Generate tofu-maker client code

  1. Run the tofu-maker project with spring-profile oauth with methods mentioned here. This is necessary even if the tofu-maker will be actually used without oauth enabled in production. This will make the client to handle both with and without authentication usecases automatically.
  2. Access http://localhost:9092/v3/api-docs to get the openapi json.
  3. Copy all the JSON content of the openapi json and replace all the content in the JSON file tofu-maker-openapi.json.
  4. Run the below maven command to generate the REST API client and data models for tofu-maker. The command can be executed directly inside the deployment module.
  mvn clean generate-sources -DskipTofuMakerClientGeneration=false

Generate policy-man client code

  1. Run the policy-man project and access “http://localhost:8090/swagger/doc.json” to get the openapi json.
  2. Copy all the JSON content of the openapi json and replace all the content in the JSON file policy-man-openapi.json
  3. Run the below maven command to generate the REST API client and data models for policy-man. The command can be executed directly inside the policy module.
  mvn clean generate-sources -DskipPolicyManClientGeneration=false

Static Code Analysis using CheckStyle

This project using CheckStyle framework to perform static code analysis. The configuration can be found in CheckStyle. The framework also checks the code format in accordance to Google Java Format.
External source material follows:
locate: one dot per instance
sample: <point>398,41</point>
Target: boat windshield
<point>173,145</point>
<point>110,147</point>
The same file can also be imported in IDE CheckStyle plugins to get the analysis results directly in IDE and also to perform code formatting directly in IDE.

The framework is added as a maven plugin and is executed by default as part of the verify phase. Any violations will result in build failure.

License/Copyright Configuration

All files in the repository must contain a license header in the format mentioned in License Header.

The static code analysis framework will also validate if the license exists in the specified format.

Sensitive Parameters Handling

The xpanse project involves the use of some sensitive information, such as AK/SK sensitive fields in credential management, sensitive variable information during service deployment, etc.

  • For local development, the AES private key file must exist in the project root path.
  • For environments where the application jar is directly executed, The Aes key file (aes_sec) must be in the same directory as the project jar file (xpanse-runtime-x.x.x-SNAPSHOT.jar)

Generate AES Private Key

AES private key can be generated by any available tools that generate random 256-bit key.

Example: Use https://acte.ltd/utils/randomkeygen to generate the key and copy the value in Encryption key 256 field to the aes_sec file.

AES Private Key File Does Not Exist Or It's Empty

If no AES private key file aes_sec is found in the intended location or if the file is empty, then no encryption of the sensitive variables will take place. All data will stored in plain text within the JVM.

Dependencies File

All third-party related content is listed in the DEPENDENCIES file.